AB’de Aşılar ve Aşılama ile İlgili Son Durum
AB bugüne kadar 6 değişik üretici yaptığı kontratlarla 2 milyar doz aşı garantiledi. Bunlar BioNTech-Pfizer, Moderna, AstraZeneca-Oxford, CureVac, Sanofi-GSK ve Janssen-Johnson&Johnson aşıları. Novavax ve Valneva aşıları için de görüşmeler sürmekle beraber henüz kontrat imzalanmış değil. Şu anda Avrupa İlaç Ajansı tarafından onaylanmış olan üç aşı bulunuyor: BioNTech-Pfizer, Moderna ve AstraZeneca-Oxford aşıları. Janssen-Johnson&Johnson ve Novavax aşıları ise onay sürecinde. Rusların geliştirdiği aşı olan Sputnik V’in ise onay için Avrupa İlaç Ajansı’na başvurduğuna ilişkin henüz netleşmeyen haberler bulunuyor.
Aşılama faaliyetleri tamamen üye ülkelerin yetki ve yönetiminde bulunduğu için değişiklikler gösteriyor. Our World in Data’nın verilerine göre (9-10 Şubat itibarıyla -çoğu ülke için 9 Şubat verileri bazı ülkeler ve AB ortalaması için 10 Şubat verileri bulunuyor) İrlanda her 100 kişiden 4,87’sine ilk doz aşıyı yapmış iken bu oran İspanya için 4,78, İtalya için 4,58, Macaristan için 4,20, Almanya için 4,19, Fransa için ise 3,47 ve Hollanda için 2,69. AB ortalamasına bakıldığında ise her 100 kişiden 4,17 kişiye ilk doz aşı uygulandığı görülüyor.

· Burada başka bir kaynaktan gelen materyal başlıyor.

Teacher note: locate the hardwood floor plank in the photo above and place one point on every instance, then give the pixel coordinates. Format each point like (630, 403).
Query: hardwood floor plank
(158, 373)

Aynı oranın ABD’de 12,92, BK’ta 20, Birleşik Arap Emirlikleri’nde 45,77, İsrail’de ise 67,86 olması AB’ye yöneltilen aşılama faaliyetlerinin yavaş olduğu eleştirilerinin nereden kaynaklandığını açıkça gösteriyor. ECDC’nin 5 Şubat verilerine göre Hollanda kendilerine ulaşan aşıların, %27’sini uygulamışken, İtalya %84’ünü kullanmış bulunuyor. Bu da üye ülkelerin aşılama faaliyetlerine ilişkin çok farklı uygulamalar içinde bulunduğunu göstermesi açısından önemli.